Le bras de fer qui oppose les travailleurs de la fonction publique au gouvernement n’a hélas, baissé d’intensité après plus de deux mois de confrontations. La défalcation pour faits de grèves, loin d’émousser l’ardeur des fonctionnaires de l’Etat n’a fait que raviver les tensions. Pire, on a assiste depuis la semaine écoulée à un durcissement des positions  suite au communiqué du conseil des ministres qui a décrété illégale, la grève des travailleurs et a menacé de radiation d’office, les travailleurs qui s’entêteraient. «Le conseil des ministres a pris acte de ce compte rendu et en appelle au sens de responsabilité et de civisme des agents de l’État tout en les invitant à reprendre le travail au service de la nation. En tout état de cause, le gouvernement considère, que tout agent en cessation illégale de travail, se met dans une posture d’abandon de poste ».

 

Ce bout de phrase venant de l’exécutif, teinté de menace à peine voilée est perçu par les travailleurs comme le summum de la provocation, une déclaration de guerre et qui a suscité au sein des organisations syndicales, une véritable levée de bouclier. Cette sortie du gouvernement a donné lieu à un sentiment de colère et d’exaspération qui a eu le don de produire l’effet contraire qui était de contraindre les «grévistes» à reprendre le chemin des classes, des universités, des bureaux, des tribunaux etc… Au lieu de ramollir l’engagement des travailleurs en grève, la décision du gouvernement vient comme pour raviver une flamme déjà incandescente.

 

La rencontre avortée du vendredi 09 mars entre partenaires sociaux et gouvernement suivie de la conférence de presse conjointe du garde des sceaux et de la ministre du travail le même jour témoignent de la fébrilité qui s’est emparé d’un exécutif qui ne sait plus trop où donner de la tête.

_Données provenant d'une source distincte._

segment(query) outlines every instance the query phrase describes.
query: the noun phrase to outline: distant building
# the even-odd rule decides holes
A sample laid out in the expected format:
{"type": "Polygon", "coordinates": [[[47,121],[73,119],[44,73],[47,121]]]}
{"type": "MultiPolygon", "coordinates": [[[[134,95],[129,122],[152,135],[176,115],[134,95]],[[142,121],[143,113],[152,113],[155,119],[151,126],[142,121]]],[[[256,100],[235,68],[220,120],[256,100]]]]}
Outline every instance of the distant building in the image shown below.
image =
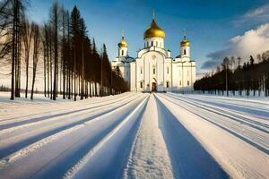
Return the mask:
{"type": "Polygon", "coordinates": [[[196,77],[195,61],[191,59],[190,42],[186,32],[180,42],[179,55],[173,59],[164,47],[165,32],[155,18],[143,33],[144,47],[137,57],[128,55],[124,34],[118,43],[118,56],[112,68],[118,66],[131,91],[177,91],[193,90],[196,77]]]}

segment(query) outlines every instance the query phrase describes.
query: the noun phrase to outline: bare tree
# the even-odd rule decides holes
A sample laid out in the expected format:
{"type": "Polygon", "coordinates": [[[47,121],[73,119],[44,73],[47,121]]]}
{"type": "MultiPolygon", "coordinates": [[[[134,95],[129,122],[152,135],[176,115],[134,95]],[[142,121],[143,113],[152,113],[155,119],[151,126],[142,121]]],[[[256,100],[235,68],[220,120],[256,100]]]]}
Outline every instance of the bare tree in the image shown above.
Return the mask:
{"type": "Polygon", "coordinates": [[[230,60],[228,57],[225,57],[223,59],[223,62],[221,64],[223,70],[225,70],[225,89],[226,89],[226,96],[229,96],[229,91],[228,91],[228,70],[229,70],[229,64],[230,64],[230,60]]]}
{"type": "Polygon", "coordinates": [[[26,74],[26,83],[25,83],[25,98],[27,98],[28,94],[28,81],[29,81],[29,56],[30,50],[31,46],[31,38],[32,38],[32,30],[31,25],[29,21],[25,18],[22,19],[22,38],[24,45],[24,56],[25,56],[25,74],[26,74]]]}
{"type": "Polygon", "coordinates": [[[39,25],[32,23],[31,29],[33,30],[33,55],[32,55],[32,83],[31,83],[31,92],[30,99],[33,99],[34,85],[37,73],[37,66],[39,62],[39,57],[40,54],[40,32],[39,25]]]}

Le ton ferme et menaçant qui dessinait des perspectives peu reluisantes aux fonctionnaires qui ne seraient pas rentrés dans les rangs a tôt fait de se muer en une exhortation à «un sursaut patriotique»  que le gouvernement s’est évertué à adresser aux travailleurs de plus en plus déterminer à en découdre avec le pouvoir. Dans la foulée, une lettre invitant les confédérations syndicales à la poursuite des travaux de la Commission Nationale Permanente de Concertation et de Négociation.

 

A l’analyse, on peut déplorer une grosse perte de temps et une propension du gouvernement à intimider et prendre à l’usure les travailleurs même s’il peut être reproché à ces derniers d’en avoir assez mis dans la besace des revendications. Et comme c’est la fin qui justifie les moyens, l’exécutif, visiblement anémié dans ce bras de fer dont l’issue ne lui sera pas favorable semble prendre la mesure des choses avec une année académique invalidée qui pointe son bout de nez si rien n’est fait, les tout prochains jours pour sauver les meubles. La peur du gouvernement de devoir payer la rançon de son jusqu’au-boutisme et d’avoir à endosser une «année blanche» avec ses conséquences, la crainte de voir s’envenimer la situation déjà délétère font courber l’échine à un pouvoir jusque-là intransigeant.

 

La peur a changé de camps ou alors c’est dame sagesse qui gagne les cœurs. Dans l’un ou l’autre des cas, vivement que le Bénin social soit apaisé et que le gouvernement s’attèle à la réalisation de son programme d’actions.